The second writer that’s influenced me the most is my friend and mentor Niall Griffiths. His characters are familiar and relatable; lost, poor, addicted, searching for some kind of meaning. Yet through his lyrical prose and epic narratives, these normal people (Welsh, Scouse, Brummie) live tragedies as grand as anything Greek or Shakespearean. His works taught me that I can write about my own community without shying away from big ideas. Broken Ghost is the one I revisit most often.

And what role does reading play in your creative practice?

Reading is absolutely crucial in my creative practice. If I find myself uninspired, it’s probably because I’m not reading enough. And more important than reading, is rereading. I’ve read my favourite books countless times, in the same way my favourite songs have been played to death. It helps me get a deep knowledge of the rhythms and beats of a book, and I notice something new every time.

Tell us about something you are really proud of.

In my writing career, I’m very proud of the magazine that I’m launching this year with fellow writers Rosie Adams, Gemma June Howell, Alix Edwards, and Katrina Moinet. It’s called (Un)Common, and its aim is to give a platform to underrepresented and unpublished writers. We’re reading submissions for the first issue at the moment, and we’ve had some great stuff. It’s going to be really special.

What’s the best advice you’ve been given as a writer developing your practice?

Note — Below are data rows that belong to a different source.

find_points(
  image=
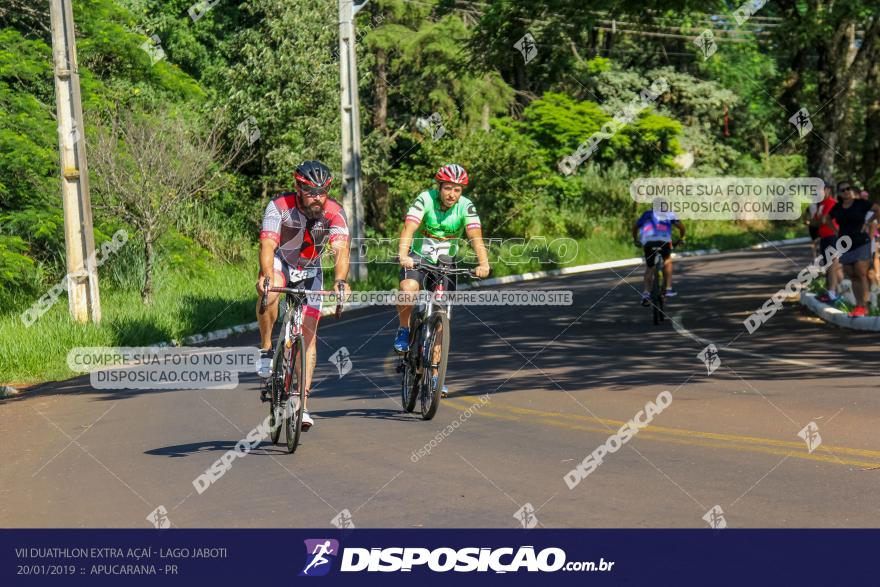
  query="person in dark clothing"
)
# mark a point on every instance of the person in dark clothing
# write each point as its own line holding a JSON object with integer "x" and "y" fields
{"x": 853, "y": 216}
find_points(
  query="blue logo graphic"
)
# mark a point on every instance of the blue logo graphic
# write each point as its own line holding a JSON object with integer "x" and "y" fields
{"x": 320, "y": 553}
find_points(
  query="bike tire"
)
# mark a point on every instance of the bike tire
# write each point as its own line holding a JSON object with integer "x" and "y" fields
{"x": 656, "y": 298}
{"x": 438, "y": 326}
{"x": 295, "y": 392}
{"x": 409, "y": 380}
{"x": 408, "y": 386}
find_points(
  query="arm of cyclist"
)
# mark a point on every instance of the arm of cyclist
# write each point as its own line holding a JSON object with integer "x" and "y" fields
{"x": 267, "y": 260}
{"x": 475, "y": 236}
{"x": 341, "y": 254}
{"x": 406, "y": 236}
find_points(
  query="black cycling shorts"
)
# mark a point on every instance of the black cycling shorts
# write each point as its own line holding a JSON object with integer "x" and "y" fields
{"x": 426, "y": 280}
{"x": 651, "y": 246}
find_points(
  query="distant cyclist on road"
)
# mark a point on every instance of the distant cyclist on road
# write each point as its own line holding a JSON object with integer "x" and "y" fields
{"x": 432, "y": 227}
{"x": 652, "y": 231}
{"x": 296, "y": 228}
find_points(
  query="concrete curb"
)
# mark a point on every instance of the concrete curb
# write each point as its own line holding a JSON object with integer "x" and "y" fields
{"x": 838, "y": 317}
{"x": 242, "y": 328}
{"x": 9, "y": 391}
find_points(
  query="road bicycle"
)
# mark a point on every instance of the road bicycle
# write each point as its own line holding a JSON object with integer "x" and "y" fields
{"x": 658, "y": 288}
{"x": 286, "y": 382}
{"x": 428, "y": 341}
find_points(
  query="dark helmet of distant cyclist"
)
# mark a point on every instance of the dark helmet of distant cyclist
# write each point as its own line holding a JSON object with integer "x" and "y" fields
{"x": 313, "y": 177}
{"x": 452, "y": 173}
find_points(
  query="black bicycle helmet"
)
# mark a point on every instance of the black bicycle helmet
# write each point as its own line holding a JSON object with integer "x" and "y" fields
{"x": 313, "y": 173}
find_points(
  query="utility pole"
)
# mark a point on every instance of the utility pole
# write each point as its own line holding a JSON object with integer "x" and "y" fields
{"x": 79, "y": 237}
{"x": 351, "y": 134}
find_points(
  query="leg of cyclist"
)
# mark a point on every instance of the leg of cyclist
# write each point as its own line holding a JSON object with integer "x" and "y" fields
{"x": 449, "y": 285}
{"x": 311, "y": 317}
{"x": 310, "y": 332}
{"x": 410, "y": 283}
{"x": 667, "y": 272}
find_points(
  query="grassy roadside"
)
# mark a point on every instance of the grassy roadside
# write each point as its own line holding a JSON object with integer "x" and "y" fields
{"x": 223, "y": 296}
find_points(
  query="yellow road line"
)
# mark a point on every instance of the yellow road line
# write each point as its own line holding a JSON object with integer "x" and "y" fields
{"x": 675, "y": 435}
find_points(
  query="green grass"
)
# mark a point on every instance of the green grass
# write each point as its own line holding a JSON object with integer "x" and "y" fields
{"x": 218, "y": 295}
{"x": 183, "y": 304}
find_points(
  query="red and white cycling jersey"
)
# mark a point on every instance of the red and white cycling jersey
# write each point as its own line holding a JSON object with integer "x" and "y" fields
{"x": 300, "y": 240}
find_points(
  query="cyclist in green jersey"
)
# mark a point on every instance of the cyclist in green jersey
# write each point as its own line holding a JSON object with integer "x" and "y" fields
{"x": 432, "y": 227}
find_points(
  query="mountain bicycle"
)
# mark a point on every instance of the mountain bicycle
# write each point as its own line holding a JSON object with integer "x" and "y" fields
{"x": 288, "y": 370}
{"x": 428, "y": 342}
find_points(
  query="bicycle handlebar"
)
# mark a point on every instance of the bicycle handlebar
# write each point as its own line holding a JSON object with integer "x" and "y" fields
{"x": 441, "y": 269}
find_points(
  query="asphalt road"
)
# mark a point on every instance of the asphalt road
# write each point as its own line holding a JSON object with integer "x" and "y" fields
{"x": 560, "y": 381}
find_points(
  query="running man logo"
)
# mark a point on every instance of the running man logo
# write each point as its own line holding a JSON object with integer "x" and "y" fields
{"x": 715, "y": 518}
{"x": 159, "y": 518}
{"x": 810, "y": 434}
{"x": 317, "y": 552}
{"x": 343, "y": 520}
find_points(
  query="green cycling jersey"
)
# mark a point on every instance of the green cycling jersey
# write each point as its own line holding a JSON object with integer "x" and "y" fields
{"x": 439, "y": 230}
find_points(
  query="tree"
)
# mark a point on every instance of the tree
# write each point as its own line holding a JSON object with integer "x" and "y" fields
{"x": 147, "y": 165}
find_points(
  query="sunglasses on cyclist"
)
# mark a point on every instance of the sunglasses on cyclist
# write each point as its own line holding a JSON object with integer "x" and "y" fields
{"x": 314, "y": 191}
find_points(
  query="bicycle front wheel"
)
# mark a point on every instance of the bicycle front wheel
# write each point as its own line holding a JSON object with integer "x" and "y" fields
{"x": 435, "y": 355}
{"x": 295, "y": 393}
{"x": 276, "y": 393}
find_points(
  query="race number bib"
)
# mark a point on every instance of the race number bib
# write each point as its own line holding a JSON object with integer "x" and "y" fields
{"x": 302, "y": 274}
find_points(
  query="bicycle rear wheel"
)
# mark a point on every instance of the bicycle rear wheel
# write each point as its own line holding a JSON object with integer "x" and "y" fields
{"x": 437, "y": 332}
{"x": 295, "y": 392}
{"x": 657, "y": 298}
{"x": 276, "y": 392}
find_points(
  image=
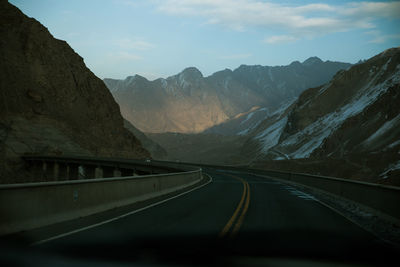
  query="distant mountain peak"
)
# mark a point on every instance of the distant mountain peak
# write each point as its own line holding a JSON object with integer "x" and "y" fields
{"x": 134, "y": 79}
{"x": 312, "y": 60}
{"x": 192, "y": 71}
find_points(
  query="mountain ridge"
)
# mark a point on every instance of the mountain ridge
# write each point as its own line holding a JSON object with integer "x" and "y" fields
{"x": 214, "y": 99}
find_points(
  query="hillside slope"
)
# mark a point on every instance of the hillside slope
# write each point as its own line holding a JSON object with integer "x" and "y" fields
{"x": 50, "y": 101}
{"x": 354, "y": 118}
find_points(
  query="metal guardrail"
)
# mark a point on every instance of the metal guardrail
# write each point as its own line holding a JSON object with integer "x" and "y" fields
{"x": 31, "y": 205}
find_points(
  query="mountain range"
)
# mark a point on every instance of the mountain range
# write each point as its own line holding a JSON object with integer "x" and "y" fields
{"x": 190, "y": 103}
{"x": 354, "y": 119}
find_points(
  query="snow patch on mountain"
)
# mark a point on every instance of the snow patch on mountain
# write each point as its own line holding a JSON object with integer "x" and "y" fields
{"x": 311, "y": 137}
{"x": 387, "y": 126}
{"x": 270, "y": 137}
{"x": 392, "y": 167}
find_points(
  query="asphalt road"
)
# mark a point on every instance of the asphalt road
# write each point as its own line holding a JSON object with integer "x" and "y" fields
{"x": 236, "y": 216}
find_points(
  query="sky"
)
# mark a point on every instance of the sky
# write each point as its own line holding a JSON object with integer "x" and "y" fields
{"x": 160, "y": 38}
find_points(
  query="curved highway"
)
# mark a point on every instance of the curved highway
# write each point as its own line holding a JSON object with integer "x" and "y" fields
{"x": 234, "y": 218}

Find joy in the process, not the result. You could say that about anything, not just writing, but I think it’s the most important. Also stay consistent, read often, find a community of writers, and take care of your physical and mental health.

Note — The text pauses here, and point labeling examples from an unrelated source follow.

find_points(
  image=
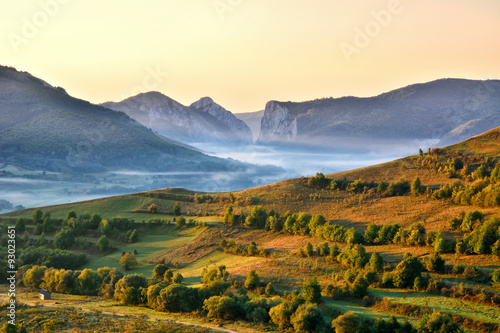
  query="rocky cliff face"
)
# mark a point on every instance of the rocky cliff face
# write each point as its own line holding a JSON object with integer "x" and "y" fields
{"x": 277, "y": 124}
{"x": 236, "y": 128}
{"x": 203, "y": 121}
{"x": 445, "y": 111}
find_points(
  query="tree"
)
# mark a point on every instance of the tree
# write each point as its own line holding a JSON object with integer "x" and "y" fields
{"x": 177, "y": 279}
{"x": 435, "y": 263}
{"x": 64, "y": 239}
{"x": 346, "y": 323}
{"x": 437, "y": 322}
{"x": 128, "y": 289}
{"x": 281, "y": 313}
{"x": 37, "y": 216}
{"x": 33, "y": 277}
{"x": 134, "y": 236}
{"x": 311, "y": 291}
{"x": 103, "y": 243}
{"x": 228, "y": 216}
{"x": 95, "y": 220}
{"x": 416, "y": 187}
{"x": 89, "y": 282}
{"x": 407, "y": 270}
{"x": 168, "y": 276}
{"x": 71, "y": 214}
{"x": 257, "y": 218}
{"x": 20, "y": 225}
{"x": 376, "y": 262}
{"x": 159, "y": 271}
{"x": 307, "y": 318}
{"x": 252, "y": 280}
{"x": 128, "y": 261}
{"x": 177, "y": 209}
{"x": 180, "y": 222}
{"x": 309, "y": 249}
{"x": 269, "y": 289}
{"x": 153, "y": 208}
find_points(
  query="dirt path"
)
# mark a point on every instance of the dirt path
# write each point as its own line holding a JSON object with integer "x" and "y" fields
{"x": 123, "y": 315}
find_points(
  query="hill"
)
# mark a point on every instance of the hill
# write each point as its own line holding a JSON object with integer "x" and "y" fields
{"x": 252, "y": 119}
{"x": 42, "y": 127}
{"x": 445, "y": 111}
{"x": 372, "y": 241}
{"x": 203, "y": 121}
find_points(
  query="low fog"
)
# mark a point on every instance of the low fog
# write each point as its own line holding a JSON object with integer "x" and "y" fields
{"x": 34, "y": 192}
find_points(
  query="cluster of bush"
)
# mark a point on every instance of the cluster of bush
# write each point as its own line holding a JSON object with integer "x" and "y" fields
{"x": 400, "y": 187}
{"x": 230, "y": 246}
{"x": 482, "y": 237}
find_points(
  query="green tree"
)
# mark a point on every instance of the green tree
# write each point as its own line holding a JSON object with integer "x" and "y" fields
{"x": 311, "y": 291}
{"x": 89, "y": 282}
{"x": 257, "y": 218}
{"x": 136, "y": 283}
{"x": 168, "y": 275}
{"x": 103, "y": 243}
{"x": 20, "y": 225}
{"x": 159, "y": 271}
{"x": 416, "y": 187}
{"x": 435, "y": 263}
{"x": 228, "y": 216}
{"x": 346, "y": 323}
{"x": 134, "y": 236}
{"x": 71, "y": 214}
{"x": 33, "y": 277}
{"x": 178, "y": 278}
{"x": 177, "y": 208}
{"x": 95, "y": 220}
{"x": 309, "y": 249}
{"x": 252, "y": 280}
{"x": 269, "y": 289}
{"x": 153, "y": 208}
{"x": 281, "y": 314}
{"x": 180, "y": 222}
{"x": 307, "y": 318}
{"x": 376, "y": 262}
{"x": 407, "y": 270}
{"x": 37, "y": 216}
{"x": 128, "y": 261}
{"x": 64, "y": 239}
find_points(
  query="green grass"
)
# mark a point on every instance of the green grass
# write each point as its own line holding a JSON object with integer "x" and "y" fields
{"x": 442, "y": 304}
{"x": 156, "y": 242}
{"x": 192, "y": 272}
{"x": 346, "y": 306}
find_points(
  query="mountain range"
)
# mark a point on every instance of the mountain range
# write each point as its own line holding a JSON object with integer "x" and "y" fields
{"x": 445, "y": 111}
{"x": 43, "y": 127}
{"x": 203, "y": 121}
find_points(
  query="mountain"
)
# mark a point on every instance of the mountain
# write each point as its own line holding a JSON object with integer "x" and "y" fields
{"x": 202, "y": 121}
{"x": 252, "y": 119}
{"x": 43, "y": 127}
{"x": 446, "y": 111}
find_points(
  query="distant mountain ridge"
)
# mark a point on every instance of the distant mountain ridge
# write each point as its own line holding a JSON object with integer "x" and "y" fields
{"x": 202, "y": 121}
{"x": 447, "y": 110}
{"x": 253, "y": 120}
{"x": 43, "y": 127}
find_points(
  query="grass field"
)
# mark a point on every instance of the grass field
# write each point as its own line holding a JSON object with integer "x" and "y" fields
{"x": 442, "y": 304}
{"x": 152, "y": 245}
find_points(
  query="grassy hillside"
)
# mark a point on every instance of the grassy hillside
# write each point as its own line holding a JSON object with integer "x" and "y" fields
{"x": 432, "y": 220}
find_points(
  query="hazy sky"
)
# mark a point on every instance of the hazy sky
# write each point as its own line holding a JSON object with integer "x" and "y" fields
{"x": 243, "y": 53}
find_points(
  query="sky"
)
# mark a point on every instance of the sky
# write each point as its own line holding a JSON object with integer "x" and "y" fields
{"x": 243, "y": 53}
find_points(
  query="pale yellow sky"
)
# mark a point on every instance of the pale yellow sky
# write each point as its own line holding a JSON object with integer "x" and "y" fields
{"x": 243, "y": 53}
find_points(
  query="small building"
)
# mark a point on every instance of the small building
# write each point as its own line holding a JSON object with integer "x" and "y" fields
{"x": 44, "y": 294}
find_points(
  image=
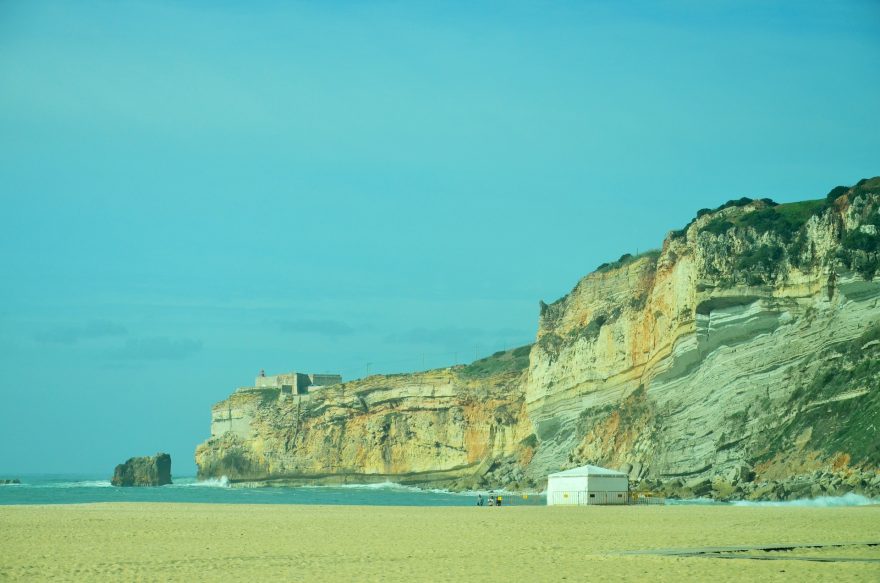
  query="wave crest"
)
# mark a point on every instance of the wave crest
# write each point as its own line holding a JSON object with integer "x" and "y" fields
{"x": 849, "y": 499}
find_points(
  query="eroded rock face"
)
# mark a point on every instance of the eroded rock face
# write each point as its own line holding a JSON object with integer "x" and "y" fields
{"x": 733, "y": 347}
{"x": 735, "y": 362}
{"x": 438, "y": 428}
{"x": 144, "y": 471}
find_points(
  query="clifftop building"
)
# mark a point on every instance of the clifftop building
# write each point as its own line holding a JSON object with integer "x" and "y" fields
{"x": 296, "y": 383}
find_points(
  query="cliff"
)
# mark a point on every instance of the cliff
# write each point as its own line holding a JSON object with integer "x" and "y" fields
{"x": 143, "y": 471}
{"x": 737, "y": 359}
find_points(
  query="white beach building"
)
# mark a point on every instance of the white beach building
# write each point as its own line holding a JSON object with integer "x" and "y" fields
{"x": 587, "y": 485}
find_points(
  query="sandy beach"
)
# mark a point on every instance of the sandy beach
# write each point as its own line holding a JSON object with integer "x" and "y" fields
{"x": 333, "y": 543}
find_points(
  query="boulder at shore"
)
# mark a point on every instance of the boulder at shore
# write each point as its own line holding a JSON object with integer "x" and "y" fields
{"x": 144, "y": 471}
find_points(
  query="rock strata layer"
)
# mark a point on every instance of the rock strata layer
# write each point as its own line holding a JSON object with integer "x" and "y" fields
{"x": 740, "y": 360}
{"x": 144, "y": 471}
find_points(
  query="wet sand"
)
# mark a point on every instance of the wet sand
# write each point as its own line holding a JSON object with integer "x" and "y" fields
{"x": 198, "y": 542}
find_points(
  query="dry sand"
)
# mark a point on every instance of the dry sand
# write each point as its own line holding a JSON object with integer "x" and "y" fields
{"x": 198, "y": 542}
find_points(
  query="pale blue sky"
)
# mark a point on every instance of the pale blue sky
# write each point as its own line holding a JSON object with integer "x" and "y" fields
{"x": 193, "y": 191}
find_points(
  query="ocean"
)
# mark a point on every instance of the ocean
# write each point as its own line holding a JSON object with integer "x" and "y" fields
{"x": 81, "y": 489}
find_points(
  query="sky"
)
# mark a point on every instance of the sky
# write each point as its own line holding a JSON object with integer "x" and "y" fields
{"x": 195, "y": 191}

There are so many ways to have a creative career. What would your life as a ‘working’ writer look like for you?

I wake up just before seven (beating my alarm), head downstairs, stretch, sit down with a few mindful breaths, then take the dog for a run on the field. After breakfast I sit at the computer with a coffee. I’m there for five hours (minus toilet breaks and trips to the kettle). At two, I save what I have (word count doesn’t matter, as long as it was five mindful hours). I go to the gym, Parkway Drive’s Deep Blue fuelling the reps and sets, then come home and shower. I play a game, watch a film, or read for a couple of hours, then cook tea for my partner. We discuss our respective days, then go for a walk on the prom as the sun sets. In bed, I get a good three of hours of reading done before drifting off.

That’s the dream, of course, but reality is far more chaotic. I would be over the moon to find a day job other than the retail and bar work that frazzles my neurodivergent brain. I made a decent amount from freelance journalism once, but that’s dwindling thanks to AI. If I could once again find rewarding work that’s writing adjacent; mentoring, running courses, editing – and that leaves me with time and energy to write – then I would be very happy.

Ben Huxley is a writer from Colwyn Bay. His journalism and non-fiction have been published by Radio Times, The Escapist, TechRadar, Live Science, and WhatCulture. His fiction has been published by Lucent Dreaming. In 2022, shortly after finishing his MA in creative writing at Bangor, he was selected for Literature Wales’ Representing Wales programme. He will be a Hay Festival Writer at Work in 2026.